In hindsight, it certainly appears to be a good thing that the Pittsburgh Steelers made the decision, which many seemed to believe as a mere afterthought, to bring back tight end David Johnson, whom they originally drafted in 2009, and who played in Pittsburgh until 2013 before spending two seasons in San Diego.
As of this moment, he is the team’s best blocker, but really, it is his versatility that is his greatest asset, and the weight loss over the course of the offseason also seems to be serving him well, as he did a little of everything on Sunday, including catching his first pass of the season on 26 snaps.
The first play I would like to point out came on the first play of the team’s third drive in the first quarter, and it was the first snap of the season in which the Steelers used a player lined up as a fullback. Lined up shaded inside the left tackle in the backfield, Johnson did a nice job of penetrating the B Gap and driving the outside linebacker out of the lane, though it was not the gap the play ran through.
The veteran tight end got his first reception of the year on the final play of the first quarter for five yards, and he lined up shaded off the line on the left side. On the snap, he swept across the formation as the offensive line shifted to the left. Johnson left the rusher to go free in order to accept the screen from Ben Roethlisberger, showing soft hands on the catching and turning and running on the move on a play that I think shows off the fact that he is in better shape than he has been for a while.

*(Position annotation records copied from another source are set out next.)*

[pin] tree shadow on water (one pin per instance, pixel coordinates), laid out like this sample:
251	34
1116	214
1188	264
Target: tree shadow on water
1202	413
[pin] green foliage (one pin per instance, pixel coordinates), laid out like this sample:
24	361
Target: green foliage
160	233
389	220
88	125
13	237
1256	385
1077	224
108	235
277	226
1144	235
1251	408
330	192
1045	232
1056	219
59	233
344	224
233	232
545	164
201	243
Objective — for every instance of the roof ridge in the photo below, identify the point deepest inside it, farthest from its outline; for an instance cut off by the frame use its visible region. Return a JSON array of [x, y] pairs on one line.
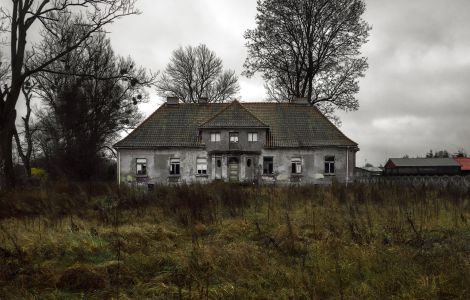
[[231, 104]]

Toward the top of the second quarter, the offense ran an end-around for Sammie Coates around the left edge for a six-yard gain. On the play, Johnson lined up as the far tight end on the back side of the play, but swept play-side after the ball was snap and served as the lead blocker for Coates. He did an excellent job of getting his body into the nearest defender and sending him backwards and into the ground.
At the top of the third quarter, on their first offensive play of the half, the Steelers looked to get Antonio Brown jumpstarted after a slow first half. Brown motioned to the right side prior to the snap, where Johnson set at the end of the line. On the snap, Johnson took off to his right and Roethlisberger fired a quick pass to Brown, with the tight end getting in front and harassing Vincent Rey before turning upfield to look for another target. This could have been a pretty nice play if Brown was able to get beyond Rey, but it is a good example of Johnson’s improved athleticism that is helping him succeed early on in his second stint in Pittsburgh.
Later in the quarter, on the first play of the next drive, the Steelers motioned both tight ends from the left to the right side pre-snap, with the wide receiver moving in near the line. On the snap, Johnson, the inside tight end, squared against Rey on the edge and turned him out of the gap around right tackle, which the back exploited for an eight-yard gain. He shows nice leg drive in staying with the block here.
Finally, we get a look at the next snap with Johnson lined back up at fullback, this time on the right side. This proves to be a variation of their go-to counter run, pulling the right guard and utilizing Johnson from the fullback position as the second lead blocker. On this play, he does a nice job of reaching the edge defender, in this case Rey again, popping him back to let DeAngelo Williams win the edge for six yards as the veteran blocker continued upfield looking for more work.
All in all, this was a very encouraging performance from Johnson, who to me has more than justified his being brought back. Several of these plays highlight the fact that he is no longer an athletic liability, and his versatility to line up in-line, in the backfield, offset, or on the move is a tremendous plus. If he can get more involved in the passing game, with his tight end partners each catching a touchdown pass, that would just be the cherry on top.